Elmore Leonard The Switch

Chapter 1

MICKEY SAID, "I'll drive. I'd really like to."

Frank, holding the door open, said, "Get in the car, okay?" He wasn't going to say anything else. He handed her his golf trophy to hold, walked around and tipped the club parking boy a dollar. Mickey buckled the seat belt--something she seldom did--and lit a cigarette. Frank got in and turned on the radio.

They passed the Bloomfield Hills Police Department on Telegraph, south of Long Lake Road, going 85 miles an hour. Someone at the club that evening had said that anybody coming from Deep Run after a Saturday night party, anybody at all, would blow at least a twenty on the breathalizer. Frank had said his lawyer carried a couple $100 bills in his penny loafers at all times just to bail out friends. Frank, with his little-rascal grin, had never been stopped.

The white Mark V--washed daily--turned left onto Quarton Road. Mickey held her body rigid as the pale hood followed the headlight beams through the curves, at 70 miles an hour, conservatively straddling the double lines down the middle of the road, the Mark V swaying slightly, leaning-- WJZZ-FM pouring out of the rear speakers-- leaning harder, Mickey feeling herself pressed against the door and hearing the tires squeal and the bumpbump-bump jolting along the shoulder of the road, then through the red light at Lahser, up the hill and a mile to Covington, tires squealing again on the quick turn into the street, then coasting--"See? What's the problem?"--turning into the drive of the big brown and white Tudor home, grazing the high hedge and coming to an abrupt stop. In the paved turn-around area of the backyard, Frank twisted to look through the rear window, moved in reverse, maneuvered forward again, cranking the wheel, reverse again, gunning it, and slammed the Mark V into the garage, ripping the side molding from Mickey's Grand Prix as metal scraped against metal and white paint was laid in streaks over dark blue.

"Jesus Christ, you parked right in the middle of the garage!"

Mickey didn't say anything. Her shoulders were still hunched against the walled-in sound of scraping metal. After a moment she unbuckled and got out, leaving Frank's golf trophy on the seat.

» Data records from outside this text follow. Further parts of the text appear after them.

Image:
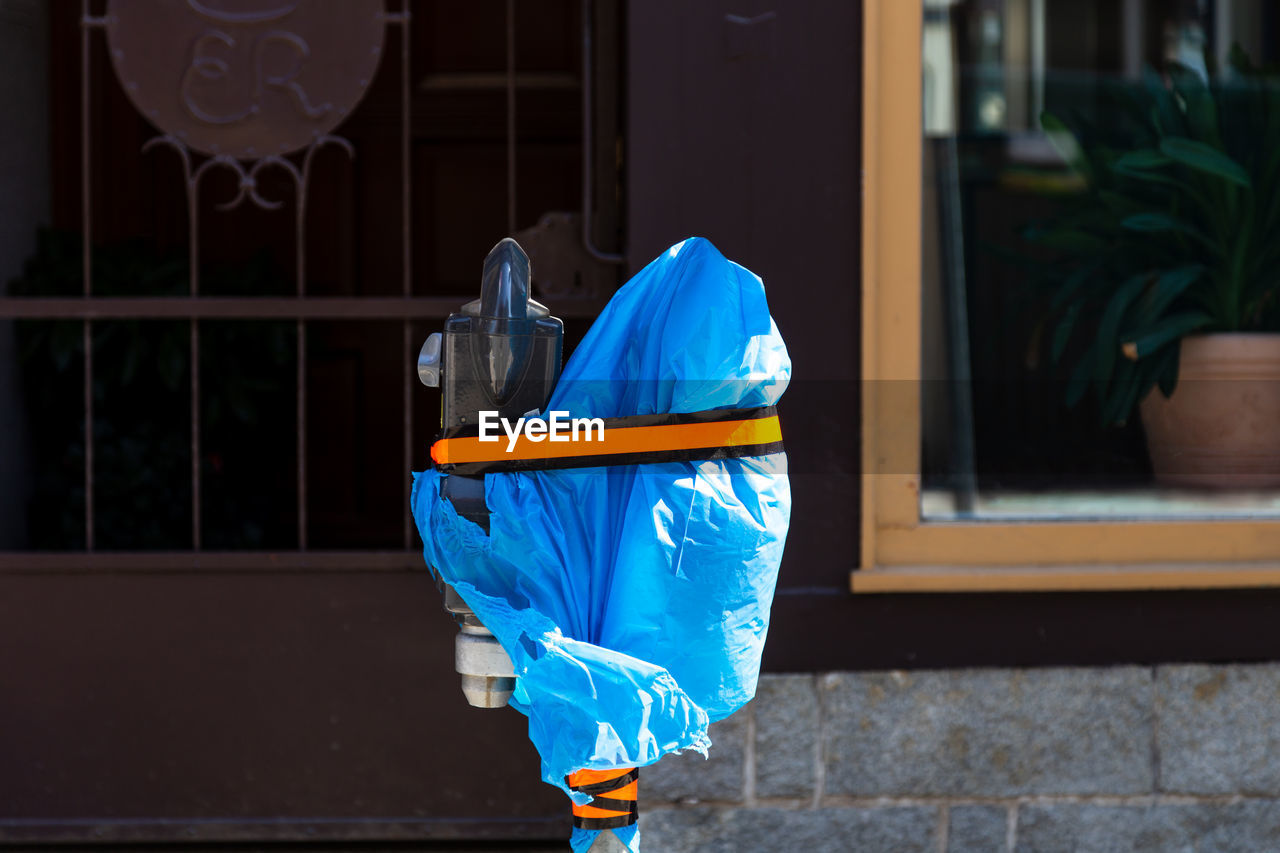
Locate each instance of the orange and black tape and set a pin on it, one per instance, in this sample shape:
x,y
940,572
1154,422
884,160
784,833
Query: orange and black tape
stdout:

It was cold in Bo's room. The window air-conditioner hummed and groaned as though it might build to a breaking point. Mickey turned the dial to low and the hum became soothing. In the strip of light from the door she could see Bo, his coarse blond hair on the pillow, his bare shoulders. His body lay twisted, the sheet pulled tightly against the hard narrow curve of his fanny. Mickey's word. Part of a thought. Practically no fanny at all, running it off six hours a day on tennis courts and developing the farmer tan--she kidded him about it--brown face and arms, white body. He didn't think it was funny. It was a tennis tan and the legs were brown, hard-muscled. He didn't think many things were funny. He would scowl and push his hair from his face. Now his face was slack, his mouth partly open. She kissed his cheek and could hear his breathing, her little boy who seemed to fill the twin bed. Bo would be fourteen in a month. "Going on thirty-five," she said to Frank. Only once. Frank had given her a tired but patient head-shake that was for women who didn't know about the concentration, the psyching up, the single-purpose will to win that a talented athlete must develop to become a champion. (Sometimes he sounded like a Wheaties commercial.)

She said, again only once, "What difference does it make if he wins or loses, if he's having fun?" Knowing it was a mistake as she said it. Frank said, "If you don't play to win, why keep score?" (Did that follow?) He then gave an example from the world of golf that drew only a vague parallel. Something about his second-shot lie on the 5-par 17th--the dogleg to the right?--where he could chip out past the trees, play it safe; or he could take a wedge and if he stroked it just right, to get his loft and a little kick, he'd be sitting pin high. "You know how I played it?" Mickey, showing interest: "How?"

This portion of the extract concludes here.